Para quem ainda acredita 

Para quem acredita, isto está complicado.

Para quem acredita no ideal europeu, entristece ver como o negócio gizado para os mercado e moeda únicos, que se quis equilibrado, se parece agora querer desmoronar. O mercado único implicava a abertura de fronteiras à concorrência livre entre países com competitividades (ainda muito) diferentes, compensada por uma disponibilização de apoio económico e técnico ao desenvolvimento; a adesão ao euro, essa, visava garantir inflação e taxas de juro baixas, por troca com o fim da política cambial e dos défices públicos. Ora, infelizmente, os mecanismos postos em prática para assegurar a implantação daquele plano revelaram-se incapazes de enfrentar o contexto mundial mais difícil, a incapacidade política de controlar os orçamentos e, sobretudo, as falhas do processo de convergência real das economias: as políticas, alertas e fundos disponibilizados em 25 anos de coesão foram afinal insuficientes para fazer evoluir a produtividade portuguesa à altura de nos garantir a competitividade internacional.

Para quem acredita na igualdade entre países europeus, espanta a soberba com que governos prevaricadores, depois de terem violado as regras acordadas, falam dos e com os seus credores. E espanta, da mesma forma, o desrespeito e a ilusória distância com que, no sentido inverso, se pensa e actua. Porque agora que há um problema de dívida soberana no espaço euro, ele é também um problema dos alemães e finlandeses: os seus bancos têm dívida grega e portuguesa nos cofres, todas as suas empresas e cidadãos usam a mesma moeda e os problemas originados pelos desníveis de competitividade na Europa são problemas de todos porque, mais cedo ou mais tarde, a todos afectam. Na verdade, o facto de a União não ser uma área monetária óptima não justifica um regresso ao caduco pensamento mercantilista de há 300 anos (quando se pensava haver desequilíbrios comerciais bons - os superávites - e desequilíbrios comerciais maus - os défices).

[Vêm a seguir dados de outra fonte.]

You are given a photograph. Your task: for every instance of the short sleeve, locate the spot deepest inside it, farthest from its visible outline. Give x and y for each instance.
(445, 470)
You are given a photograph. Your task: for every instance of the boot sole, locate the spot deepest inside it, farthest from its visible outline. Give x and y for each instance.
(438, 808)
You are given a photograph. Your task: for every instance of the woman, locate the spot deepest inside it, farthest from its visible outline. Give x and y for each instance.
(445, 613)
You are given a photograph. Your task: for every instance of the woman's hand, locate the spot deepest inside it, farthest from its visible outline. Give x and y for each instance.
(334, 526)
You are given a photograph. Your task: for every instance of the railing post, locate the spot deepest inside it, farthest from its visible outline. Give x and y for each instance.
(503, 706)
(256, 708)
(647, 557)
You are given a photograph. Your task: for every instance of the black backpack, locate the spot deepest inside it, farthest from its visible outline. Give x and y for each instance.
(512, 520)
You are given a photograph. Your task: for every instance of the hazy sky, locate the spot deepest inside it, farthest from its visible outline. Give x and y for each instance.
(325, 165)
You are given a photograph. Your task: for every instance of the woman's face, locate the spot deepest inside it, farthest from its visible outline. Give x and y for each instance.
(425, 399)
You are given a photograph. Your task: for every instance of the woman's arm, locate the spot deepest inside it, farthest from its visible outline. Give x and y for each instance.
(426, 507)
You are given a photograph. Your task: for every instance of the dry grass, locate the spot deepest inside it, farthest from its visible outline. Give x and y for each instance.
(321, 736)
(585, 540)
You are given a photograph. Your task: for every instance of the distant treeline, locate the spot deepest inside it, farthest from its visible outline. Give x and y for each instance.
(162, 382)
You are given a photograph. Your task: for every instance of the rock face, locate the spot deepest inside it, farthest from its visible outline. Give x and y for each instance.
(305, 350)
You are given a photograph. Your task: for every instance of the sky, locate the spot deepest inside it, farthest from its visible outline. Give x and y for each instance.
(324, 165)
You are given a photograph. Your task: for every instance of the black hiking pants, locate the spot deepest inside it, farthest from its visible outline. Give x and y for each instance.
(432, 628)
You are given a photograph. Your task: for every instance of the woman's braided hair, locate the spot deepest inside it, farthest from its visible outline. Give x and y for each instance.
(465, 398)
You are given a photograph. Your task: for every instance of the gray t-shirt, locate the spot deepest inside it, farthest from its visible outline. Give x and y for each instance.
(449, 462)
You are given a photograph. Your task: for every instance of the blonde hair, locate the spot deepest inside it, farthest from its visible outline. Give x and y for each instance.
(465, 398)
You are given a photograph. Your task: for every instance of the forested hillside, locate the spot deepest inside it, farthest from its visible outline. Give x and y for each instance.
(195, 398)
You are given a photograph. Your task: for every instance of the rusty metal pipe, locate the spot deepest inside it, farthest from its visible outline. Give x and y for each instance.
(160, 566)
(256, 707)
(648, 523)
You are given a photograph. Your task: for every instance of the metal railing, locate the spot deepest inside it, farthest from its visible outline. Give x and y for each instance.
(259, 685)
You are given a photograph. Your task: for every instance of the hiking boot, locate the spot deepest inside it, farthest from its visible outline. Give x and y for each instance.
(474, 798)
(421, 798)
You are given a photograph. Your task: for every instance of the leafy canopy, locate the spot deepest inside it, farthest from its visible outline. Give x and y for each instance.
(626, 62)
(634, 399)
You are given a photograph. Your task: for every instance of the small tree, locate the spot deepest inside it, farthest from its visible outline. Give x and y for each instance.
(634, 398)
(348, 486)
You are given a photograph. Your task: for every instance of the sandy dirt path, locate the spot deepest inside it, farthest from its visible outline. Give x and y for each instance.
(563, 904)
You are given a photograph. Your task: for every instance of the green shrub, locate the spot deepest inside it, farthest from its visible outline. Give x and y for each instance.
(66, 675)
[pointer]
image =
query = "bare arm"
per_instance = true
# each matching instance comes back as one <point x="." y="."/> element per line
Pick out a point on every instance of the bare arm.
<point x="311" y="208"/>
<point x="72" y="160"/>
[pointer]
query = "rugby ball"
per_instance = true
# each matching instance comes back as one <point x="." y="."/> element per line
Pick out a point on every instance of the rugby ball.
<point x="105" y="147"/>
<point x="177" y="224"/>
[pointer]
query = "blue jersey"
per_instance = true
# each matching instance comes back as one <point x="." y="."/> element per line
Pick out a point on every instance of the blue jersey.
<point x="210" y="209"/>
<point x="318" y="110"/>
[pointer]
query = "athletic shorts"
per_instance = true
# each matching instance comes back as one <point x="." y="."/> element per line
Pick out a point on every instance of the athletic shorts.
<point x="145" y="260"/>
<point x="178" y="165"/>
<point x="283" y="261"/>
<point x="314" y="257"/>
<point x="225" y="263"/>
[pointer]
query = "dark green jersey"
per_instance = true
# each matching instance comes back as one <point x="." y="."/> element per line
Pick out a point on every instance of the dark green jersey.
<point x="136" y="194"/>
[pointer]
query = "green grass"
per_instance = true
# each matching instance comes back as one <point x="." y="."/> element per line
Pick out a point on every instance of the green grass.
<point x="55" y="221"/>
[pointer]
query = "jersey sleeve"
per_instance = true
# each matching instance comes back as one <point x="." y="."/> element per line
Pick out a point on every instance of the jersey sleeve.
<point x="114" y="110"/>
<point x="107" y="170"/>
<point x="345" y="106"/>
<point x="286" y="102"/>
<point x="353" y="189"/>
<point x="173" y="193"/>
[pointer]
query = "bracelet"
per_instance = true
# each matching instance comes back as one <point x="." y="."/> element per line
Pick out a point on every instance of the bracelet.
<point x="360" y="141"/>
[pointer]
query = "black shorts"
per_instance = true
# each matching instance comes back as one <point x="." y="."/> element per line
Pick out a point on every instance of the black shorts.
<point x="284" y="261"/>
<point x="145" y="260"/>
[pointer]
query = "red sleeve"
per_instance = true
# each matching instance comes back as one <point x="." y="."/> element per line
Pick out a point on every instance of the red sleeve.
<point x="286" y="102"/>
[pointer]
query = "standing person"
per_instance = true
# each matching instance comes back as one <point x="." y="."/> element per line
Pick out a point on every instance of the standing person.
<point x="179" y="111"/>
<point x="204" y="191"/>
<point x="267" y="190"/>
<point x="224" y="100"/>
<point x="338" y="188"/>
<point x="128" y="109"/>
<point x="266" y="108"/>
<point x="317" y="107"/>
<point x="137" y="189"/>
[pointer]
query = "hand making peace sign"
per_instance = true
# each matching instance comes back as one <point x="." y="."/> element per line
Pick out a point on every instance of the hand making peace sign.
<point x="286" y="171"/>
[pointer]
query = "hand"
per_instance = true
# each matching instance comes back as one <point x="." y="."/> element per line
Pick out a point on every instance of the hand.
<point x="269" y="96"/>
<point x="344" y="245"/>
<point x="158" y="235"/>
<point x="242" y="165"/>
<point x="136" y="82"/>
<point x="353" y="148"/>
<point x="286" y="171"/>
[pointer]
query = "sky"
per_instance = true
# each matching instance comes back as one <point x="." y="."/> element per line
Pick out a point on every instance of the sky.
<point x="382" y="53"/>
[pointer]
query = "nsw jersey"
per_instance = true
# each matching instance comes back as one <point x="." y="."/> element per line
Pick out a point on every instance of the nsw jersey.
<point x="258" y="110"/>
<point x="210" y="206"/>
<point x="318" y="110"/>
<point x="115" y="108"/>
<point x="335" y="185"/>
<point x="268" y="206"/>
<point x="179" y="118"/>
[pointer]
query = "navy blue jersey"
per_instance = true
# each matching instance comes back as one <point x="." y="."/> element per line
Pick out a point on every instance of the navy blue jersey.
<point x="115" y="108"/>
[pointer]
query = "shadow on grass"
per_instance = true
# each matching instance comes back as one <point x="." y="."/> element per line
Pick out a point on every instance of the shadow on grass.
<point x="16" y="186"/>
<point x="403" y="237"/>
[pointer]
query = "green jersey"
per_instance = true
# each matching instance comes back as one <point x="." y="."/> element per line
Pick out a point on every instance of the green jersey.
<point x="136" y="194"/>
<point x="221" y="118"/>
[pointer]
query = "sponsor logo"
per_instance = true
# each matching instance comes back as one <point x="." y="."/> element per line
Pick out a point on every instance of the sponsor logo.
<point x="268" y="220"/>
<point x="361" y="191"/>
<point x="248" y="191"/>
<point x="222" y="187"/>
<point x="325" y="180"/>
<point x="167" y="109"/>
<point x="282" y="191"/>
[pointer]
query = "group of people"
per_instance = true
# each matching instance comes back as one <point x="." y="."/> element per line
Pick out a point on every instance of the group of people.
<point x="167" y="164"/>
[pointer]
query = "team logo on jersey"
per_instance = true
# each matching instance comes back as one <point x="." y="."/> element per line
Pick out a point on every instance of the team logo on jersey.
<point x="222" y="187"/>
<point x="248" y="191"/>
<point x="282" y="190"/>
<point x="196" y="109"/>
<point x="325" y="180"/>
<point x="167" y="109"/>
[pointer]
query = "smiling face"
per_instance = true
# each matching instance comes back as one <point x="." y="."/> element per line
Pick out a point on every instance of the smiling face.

Para quem acredita na economia social de mercado e na recompensa do mérito e do esforço, é amargo ver como Estado, trabalhadores e empresários têm contribuído para perverter os direitos que se foram conquistando, aqueles que nos salvaram, quer da escravidão do proletariado da revolução industrial, quer da alienação das ditaduras comunistas.

Para quem acredita na política, desilude ver a sua máquina tem mastigado, deformado e deitado fora as ideias mais nobres; como se enche a boca com as palavras do combate à pobreza, à desigualdade e à injustiça, enquanto se criam inutilidades, sinecuras e mordomias para as novas baixas nobrezas, cliques rapaces que se apropriam da máquina de taxar.

Para quem acredita no papel essencial de uma administração pública neutra e de qualidade, assusta ver a que ponto estamos vulneráveis e dependentes do arbítrio de quem, circunstancialmente, está no topo da pirâmide. E a que ponto esses devaneios podem prosseguir sem oposição, de subalternos ou pares, até se chegar a um estado de desastre; se a administração deve ter comando político sob mandato do povo, quem se viu eleito deveria respeitar pareceres técnicos de qualidade e prestar contas à razão.

Para quem acredita na importância de tomar responsabilidade, perguntamo-nos quais serão, a prazo, os resultados da intervenção da troika. Até porque, de três cavaleiros do apocalipse (actuando sem controlo democrático à altura da tarefa de que foram investidos), se pediu que passassem, na mesma montada, a Dom Sebastiões do nosso regresso, resolvendo de uma vez só os problemas que ainda não tomámos em mãos.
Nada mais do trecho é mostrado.